Thursday, July 15, 2010

The Last Lynching - Ted Koppel

Veteran broadcast journalist Ted Koppel focuses on a 1981 lynching in Alabama to tell how acts of hatred and racism have affected the lives of three Americans:

Congressman Robert Filner who, as an 18-year-old Freedom Rider, was thrown into Mississippi's Parchman Prison (currently representing Calfornia's 51st congressional district); Florida school teacher Lizzie Jenkins who recalls tales of her grandfather watching the lynching of five African-Americans in 1916; and Congressman Artur Davis, who as a law student worked to hold the Ku Klux Klan accountable for the lynching (currently representing Alabama's 7th congressional district).

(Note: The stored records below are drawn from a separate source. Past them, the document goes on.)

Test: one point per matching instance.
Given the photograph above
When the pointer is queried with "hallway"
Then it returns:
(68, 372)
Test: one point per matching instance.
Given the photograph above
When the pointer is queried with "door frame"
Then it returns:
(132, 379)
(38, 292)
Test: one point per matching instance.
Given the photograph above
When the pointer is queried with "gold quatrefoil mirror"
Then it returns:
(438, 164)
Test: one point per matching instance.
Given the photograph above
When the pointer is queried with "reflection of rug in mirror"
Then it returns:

This year they each played a role in Sen. Barack Obama (D-IL) becoming the first African-American tapped to be a national party's nominee for president.

"The Last Lynching offers a look at how far we've come on the racial front, and how recent some of the worst days of racial violence really were," said Koppel.

It's a story about how 19-year-old Michael Donald was killed in 1981 in Mobile, Ala., by two members of the Ku Klux Klan.

"Lynchings are a form of terrorism. And the particular purpose was to say to African-Americans that you will never vote or be a part of the political process in this country. And if you think you will move in that direction there will be terrible consequences," Koppel told Tell Me More host Michel Martin.

The one-hour special on race in America airs tonight on Discovery Channel.